Confirmed review cases can be promoted into a reusable JSONL dataset for regression checks and provider benchmarks.

Terminal window
python scripts/build_curated_dataset.py --tenant all --since 2026-04-01 --out evaluation/curated_cases.jsonl --include-bad
  • Each line in evaluation/curated_cases.jsonl is a standalone case with input.query, input.context_hint, input.channel, expected.*, human_verdict, reviewer_notes, source_trace_id, and created_at.
  • confirmed_good rows always participate; add --include-bad to also export confirmed_bad rows.
  • Re-running the builder is idempotent by case_id, so the file can be refreshed safely during iterative review.
  • GET /api/admin/curated-dataset/stats returns dataset counts split by verdict, tenant, and channel.
  • POST /api/admin/curated-dataset/rebuild queues an async rebuild and stores progress in Redis under a curated-dataset-job:<job_id> tracker key.

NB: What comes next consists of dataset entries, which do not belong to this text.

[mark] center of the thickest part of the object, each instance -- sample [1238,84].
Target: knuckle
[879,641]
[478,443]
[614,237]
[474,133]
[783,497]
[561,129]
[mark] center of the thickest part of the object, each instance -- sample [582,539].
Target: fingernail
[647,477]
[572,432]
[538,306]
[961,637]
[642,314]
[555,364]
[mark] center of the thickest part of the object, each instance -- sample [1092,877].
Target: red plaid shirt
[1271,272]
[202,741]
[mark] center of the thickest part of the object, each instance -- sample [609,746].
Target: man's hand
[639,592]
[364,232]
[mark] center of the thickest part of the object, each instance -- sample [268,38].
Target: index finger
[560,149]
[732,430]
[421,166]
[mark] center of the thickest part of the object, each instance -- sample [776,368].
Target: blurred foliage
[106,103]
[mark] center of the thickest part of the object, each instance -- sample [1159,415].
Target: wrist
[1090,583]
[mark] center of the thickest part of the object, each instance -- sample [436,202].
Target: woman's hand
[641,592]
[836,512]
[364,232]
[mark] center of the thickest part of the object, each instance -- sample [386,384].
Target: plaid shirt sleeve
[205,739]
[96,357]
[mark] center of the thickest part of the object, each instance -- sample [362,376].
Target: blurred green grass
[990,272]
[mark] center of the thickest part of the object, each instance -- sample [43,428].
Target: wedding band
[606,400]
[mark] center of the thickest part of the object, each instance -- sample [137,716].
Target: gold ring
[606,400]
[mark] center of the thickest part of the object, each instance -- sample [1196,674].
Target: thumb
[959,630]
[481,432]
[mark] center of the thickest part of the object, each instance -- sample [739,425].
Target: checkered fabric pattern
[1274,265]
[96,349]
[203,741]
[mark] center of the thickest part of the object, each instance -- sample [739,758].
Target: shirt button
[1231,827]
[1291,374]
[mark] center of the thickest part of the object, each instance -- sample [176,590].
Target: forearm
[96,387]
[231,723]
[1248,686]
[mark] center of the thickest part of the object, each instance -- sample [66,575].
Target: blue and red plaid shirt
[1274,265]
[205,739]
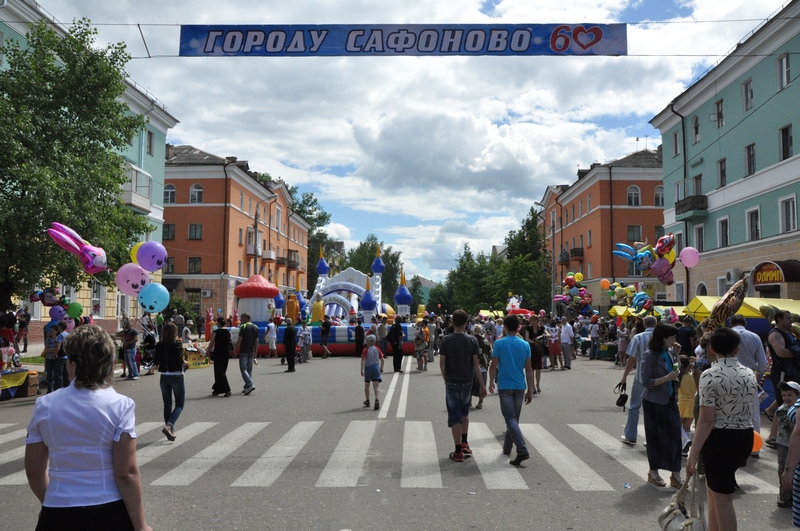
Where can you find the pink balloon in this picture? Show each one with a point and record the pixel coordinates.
(690, 257)
(131, 278)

Use the export/import pair when reviewing pending cases locally instead of clicking through the admin UI one by one.

Terminal window
python scripts/review_export.py --status pending --tenant all --limit 5
python scripts/review_import.py .review_local/review_batch_<timestamp>.jsonl --dry-run
python scripts/review_import.py .review_local/review_batch_<timestamp>.jsonl --confirm
  • scripts/review_export.py writes a comment header plus one JSON object per review case with query, answer, retrieved_docs, tool_calls, citations, and an empty review object for manual annotation.
  • By default export files are written to .review_local/, and both .review_local/ and review_batch_*.jsonl are ignored by git.
  • Edit only the nested review object per line: verdict = good | bad | dismiss, optional notes, optional fix_hint, optional tags.
  • scripts/review_import.py skips comments, ignores rows with review.verdict = null, and refuses to overwrite items that are no longer pending.
  • Set REVIEWER_EMAIL before import. In the current schema it must match an existing users.username so the import can persist reviewed_by.
  • For large batches, either pass --confirm up front or answer the interactive confirmation prompt when more than 10 verdicts would be applied.

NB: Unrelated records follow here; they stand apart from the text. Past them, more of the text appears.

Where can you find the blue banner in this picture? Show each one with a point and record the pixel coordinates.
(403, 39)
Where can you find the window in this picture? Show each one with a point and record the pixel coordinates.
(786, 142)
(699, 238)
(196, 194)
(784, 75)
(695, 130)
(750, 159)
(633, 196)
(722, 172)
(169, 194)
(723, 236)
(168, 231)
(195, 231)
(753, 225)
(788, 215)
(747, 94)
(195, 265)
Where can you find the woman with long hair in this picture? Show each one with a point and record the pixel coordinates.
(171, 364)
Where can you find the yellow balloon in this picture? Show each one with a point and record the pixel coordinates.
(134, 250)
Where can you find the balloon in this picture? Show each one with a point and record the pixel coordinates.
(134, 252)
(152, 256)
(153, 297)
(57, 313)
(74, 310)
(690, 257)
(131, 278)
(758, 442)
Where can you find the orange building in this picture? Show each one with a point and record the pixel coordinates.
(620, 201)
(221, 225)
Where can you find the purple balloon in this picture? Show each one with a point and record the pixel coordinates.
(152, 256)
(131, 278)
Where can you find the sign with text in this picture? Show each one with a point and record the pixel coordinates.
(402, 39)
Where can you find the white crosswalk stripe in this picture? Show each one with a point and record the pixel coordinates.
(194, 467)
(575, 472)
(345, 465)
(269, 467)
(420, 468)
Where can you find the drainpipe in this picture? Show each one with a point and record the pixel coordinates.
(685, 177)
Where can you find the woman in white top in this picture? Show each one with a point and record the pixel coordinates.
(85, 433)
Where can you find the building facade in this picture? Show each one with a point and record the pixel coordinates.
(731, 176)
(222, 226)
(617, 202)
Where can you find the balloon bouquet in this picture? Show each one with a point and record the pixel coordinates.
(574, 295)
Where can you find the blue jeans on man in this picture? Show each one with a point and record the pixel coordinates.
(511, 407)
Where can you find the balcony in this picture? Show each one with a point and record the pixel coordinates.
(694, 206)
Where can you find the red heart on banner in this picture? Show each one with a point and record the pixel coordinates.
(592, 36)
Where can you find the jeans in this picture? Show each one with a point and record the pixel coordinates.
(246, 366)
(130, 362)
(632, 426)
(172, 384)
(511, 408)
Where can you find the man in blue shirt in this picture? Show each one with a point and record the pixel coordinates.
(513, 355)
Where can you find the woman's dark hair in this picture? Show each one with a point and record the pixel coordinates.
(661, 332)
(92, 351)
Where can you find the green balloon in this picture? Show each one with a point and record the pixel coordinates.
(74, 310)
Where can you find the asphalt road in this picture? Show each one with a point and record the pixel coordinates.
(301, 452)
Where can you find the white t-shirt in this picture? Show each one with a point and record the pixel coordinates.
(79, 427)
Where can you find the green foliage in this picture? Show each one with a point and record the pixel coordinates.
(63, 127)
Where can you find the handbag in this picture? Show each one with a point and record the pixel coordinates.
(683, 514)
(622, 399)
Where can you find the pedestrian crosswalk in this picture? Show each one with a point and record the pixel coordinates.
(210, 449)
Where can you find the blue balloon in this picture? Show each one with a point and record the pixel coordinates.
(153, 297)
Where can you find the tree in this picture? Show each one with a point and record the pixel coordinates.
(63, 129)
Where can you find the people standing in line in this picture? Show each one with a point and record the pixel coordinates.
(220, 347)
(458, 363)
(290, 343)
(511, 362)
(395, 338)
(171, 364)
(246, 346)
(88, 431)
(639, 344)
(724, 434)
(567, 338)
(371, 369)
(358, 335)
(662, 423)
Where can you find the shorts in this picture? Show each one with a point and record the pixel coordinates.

Threshold recommendations are generated from recent traces plus review_queue verdicts. The analyzer writes a markdown report and exposes a JSON view for admin tooling.

Terminal window
python scripts/analyze_thresholds.py --tenant all --days 30 --out reports/threshold_recommendations.md
  • scripts/analyze_thresholds.py evaluates QUALITY_THRESHOLD, FACT_VERIFICATION_MIN_SCORE, ESCALATION_THRESHOLD, and SLOW_TRACE_THRESHOLD_MS against labeled bad/good traces and suggests the best cutoff by F1.
  • GET /api/admin/thresholds/analysis?days=30 returns the latest cached JSON analysis for the current tenant.
  • POST /api/admin/thresholds/refresh?days=30 forces a refresh and rewrites reports/threshold_recommendations.md.
  • deploy/helm/templates/cronjob-threshold-analysis.yaml runs the analyzer weekly.
  • If fewer than THRESHOLD_ANALYSIS_MIN_LABELS labeled traces are available, the report keeps the metric section but marks it as insufficient data.